Сохраняя таким образом пристойный фасад нашего дома, он вдруг терял всякую выдержку, стоило мне там не появиться несколько ночей подряд, и отправлял к Марте горничную с запиской, адресованной мне, приказывая немедля вернуться, иначе мол, он заявит о моем бегстве в префектуру полиции и подаст в суд на г-жу Лакомб за растление несовершеннолетних.

Марта, соблюдая приличия, принимала удивленный вид, отвечая горничной, что передаст мне записку при первой же возможности, как только я появлюсь. Некоторое время спустя я возвращался вслед за горничной, проклиная свой возраст, мешающий мне располагать самим собой. Дома ни отец, ни мать рта не открывали. Я рылся в Кодексе, не находя статей закона, касающихся несовершеннолетних. И я с замечательной беззаботностью отказывался верить, что мое поведение способно привести меня в исправительный дом. Наконец, истрепав понапрасну Кодекс, я принялся за Большой Словарь Ларусса, где раз десять перечитал статью «Несовершеннолетие», так и не обнаружив ничего такого, что касалось бы нас с Мартой.

На следующий день отец опять оставлял меня в покое.

Для тех, кто стал бы искать причины столь странного поведения, я резюмирую его в трех строчках: сначала он позволял мне поступать по моему усмотрению; потом начинал этого стыдиться, угрожал, злясь больше на себя самого, чем на меня; и, наконец, опять устыдившись, теперь уже за свой гнев, снова отпускал поводья.

Г-жу Гранжье по возвращении насторожили коварные вопросы соседей. Притворяясь, будто верят, что я брат Жака, они поведали ей о нашем совместном житье. А поскольку и Марта не могла удержаться, чтобы не упомянуть мое имя или не сообщить, что я сказал и сделал по тому или иному поводу, у ее матери недолго оставались сомнения насчет личности этого самого брата.

Но она еще извиняла Марту, считая, что ребенок (отцом которого она безусловно считала Жака) положит конец этому безрассудству. Г-ну Гранжье она ничего не рассказала, опасаясь скандала. Но отнесла эту скрытность на счет своего душевного величия, которое склоняло ее к тому, чтобы предупредить Марту, дабы та, в свою очередь, была ей признательна. Она без конца изводила свою дочь, лишь бы доказать, что ей все известно, говорила намеками, да так неуклюже, что даже г-н Гранжье наедине с супругой умолял ее поберечь их невинную бедняжку-дочь, чтобы эти бесконечные домыслы не заморочили ей, наконец, голову. На что г-жа Гранжье отвечала иногда простой улыбкой, но так, чтобы дать понять своему мужу, будто их дочь во всем ей призналась.

Такое ее поведение (как и поведение во время первого отпуска Жака) склоняет меня к мысли, что если г-жа Гранжье и не одобряла полностью свою дочь, то единственно лишь ради удовольствия опровергнуть и своего мужа, и своего зятя, а самой оказаться правой в любом случае. В сущности, г-жа Гранжье даже восхищалась Мартой за то, что та обманула своего мужа, на что сама она никогда не могла решиться – то ли из щепетильности, то ли просто из-за того, что случай не подвернулся. Ее дочь как бы отомстила за нее, будучи непонятой, считала она. Она лишь сердилась на нее (в силу своего простоватого идеализма) за то, что она полюбила такого юнца, как я, способного еще меньше, чем кто бы то ни было, понять «женскую утонченность».

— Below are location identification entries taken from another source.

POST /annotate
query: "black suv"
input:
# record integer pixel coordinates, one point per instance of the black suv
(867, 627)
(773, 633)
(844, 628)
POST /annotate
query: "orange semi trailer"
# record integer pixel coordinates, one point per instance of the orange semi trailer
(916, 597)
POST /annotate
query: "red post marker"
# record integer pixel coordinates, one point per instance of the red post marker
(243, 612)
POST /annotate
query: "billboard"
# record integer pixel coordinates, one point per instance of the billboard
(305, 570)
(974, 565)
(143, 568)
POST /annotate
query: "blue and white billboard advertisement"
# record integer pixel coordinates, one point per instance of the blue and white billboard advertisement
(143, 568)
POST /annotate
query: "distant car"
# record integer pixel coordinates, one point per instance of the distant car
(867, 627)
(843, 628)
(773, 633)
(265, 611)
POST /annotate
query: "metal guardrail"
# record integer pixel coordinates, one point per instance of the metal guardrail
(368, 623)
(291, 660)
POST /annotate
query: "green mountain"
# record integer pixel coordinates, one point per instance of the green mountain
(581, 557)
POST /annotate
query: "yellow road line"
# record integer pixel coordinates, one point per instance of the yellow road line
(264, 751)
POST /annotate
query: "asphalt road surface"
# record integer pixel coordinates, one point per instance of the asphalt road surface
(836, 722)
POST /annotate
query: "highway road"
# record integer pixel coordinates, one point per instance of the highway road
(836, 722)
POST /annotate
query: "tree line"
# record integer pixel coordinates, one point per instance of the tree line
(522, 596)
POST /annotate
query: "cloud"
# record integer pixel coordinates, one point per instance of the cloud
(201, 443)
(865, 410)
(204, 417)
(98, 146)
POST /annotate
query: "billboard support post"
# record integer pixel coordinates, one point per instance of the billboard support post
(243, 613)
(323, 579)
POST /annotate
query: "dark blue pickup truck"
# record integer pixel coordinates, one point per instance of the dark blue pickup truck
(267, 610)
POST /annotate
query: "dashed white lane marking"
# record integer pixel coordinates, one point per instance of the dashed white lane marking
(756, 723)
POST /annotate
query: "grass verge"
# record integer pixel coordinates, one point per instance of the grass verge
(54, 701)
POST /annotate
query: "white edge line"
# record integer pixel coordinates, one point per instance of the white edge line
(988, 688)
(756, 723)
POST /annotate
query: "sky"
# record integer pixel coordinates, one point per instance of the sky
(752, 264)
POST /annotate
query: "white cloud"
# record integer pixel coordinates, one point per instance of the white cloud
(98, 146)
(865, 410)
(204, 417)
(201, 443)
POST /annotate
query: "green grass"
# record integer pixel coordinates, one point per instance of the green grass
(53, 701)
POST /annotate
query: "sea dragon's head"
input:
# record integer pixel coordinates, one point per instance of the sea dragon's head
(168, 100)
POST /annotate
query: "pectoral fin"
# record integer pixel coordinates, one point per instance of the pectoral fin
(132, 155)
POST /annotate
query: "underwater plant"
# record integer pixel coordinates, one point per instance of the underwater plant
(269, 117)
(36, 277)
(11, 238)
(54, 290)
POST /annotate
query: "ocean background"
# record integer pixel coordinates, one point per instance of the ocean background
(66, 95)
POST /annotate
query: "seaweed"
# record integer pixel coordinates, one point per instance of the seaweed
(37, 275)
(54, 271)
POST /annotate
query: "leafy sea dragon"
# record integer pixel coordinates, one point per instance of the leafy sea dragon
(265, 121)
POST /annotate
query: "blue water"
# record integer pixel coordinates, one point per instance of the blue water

Лакомбы, которых Марта навещала все реже и реже, не могли что-либо заподозрить, проживая в Париже. Просто Марта казалась им все более странной, и все меньше нравилась. Их беспокоило будущее. Они задавались вопросом: что станет с этой парой через несколько лет. Все матери на свете ничего так страстно не желают для своих сыновей, как вступления в брак, но никогда не одобряют жен, которых те выбрали. Вот и мать Жака жаловалась на сына за то, что тот выбрал такую жену. Что касается Жаковой сестры, м-ль Лакомб, то ее злословие находило главный довод в том, что Марта, якобы, хранила тайну некоей идиллии, зашедшей достаточно далеко в то лето, когда они с Жаком только познакомились на море. Эта сестрица предрекала самое мрачное будущее, утверждая, что Марта наверняка изменит Жаку, если уже не сделала этого. Злопыхательство жены и дочери вынуждали порой г-на Лакомба, человека порядочного и любившего Марту, выходить из-за стола. Тогда мать и дочь обменивались многозначительными взглядами. Взгляд г-жи Лакомб означал: «Вот, сама видишь, как женщины такого сорта умеют привораживать мужчин». А взгляд м-ль Лакомб: «Именно потому, что я не какая-нибудь там Марта, мне и не удается выйти замуж». В действительности же эта несчастная под тем предлогом, что, мол, «другие времена, другие нравы» и что, мол, браки нынче не заключаются по старинке, заставляла сбегать своих вероятных мужей именно благодаря своей излишней сговорчивости. Ее виды на очередное замужество длились ровно столько, сколько длится курортный сезон. Молодые люди обещали, что как только окажутся в Париже, тотчас же зайдут просить ее руки, но больше не подавали признаков жизни. Главное обвинение этой барышни, которая, похоже, вовсю готовилась остаться старой девой, состояло в том, что Марта слишком уж легко нашла себе мужа. И она утешалась тем, что только такой простофиля, как ее братец, мог позволить подцепить себя.

Однако, каковы бы ни были подозрения обоих семейств, никто и не предполагал все же, что ребенок Марты мог иметь другого отца, нежели Жак. Я был этим весьма раздосадован. Случались даже дни, когда я обвинял Марту в трусости, в том, что она еще не сказала всем правду. Склонный видеть у всех ту же слабость, которая была свойственна только мне, я думал, что раз г-жа Гранжье закрывала глаза, слегка коснувшись самого начала драмы, то она сохранит их закрытыми до самого конца.

Гроза приближалась. Мой отец угрожал переслать некоторые письма г-же Гранжье. Я весьма надеялся, что он исполнит свою угрозу. Потом поразмыслил. Наверняка г-жа Гранжье утаит эти письма от своего мужа. Впрочем, оба были заинтересованы, чтобы гроза так и не разразилась. Я задыхался. Я призывал эту грозу. Нужно было, чтобы отец переслал эти письма непосредственно Жаку.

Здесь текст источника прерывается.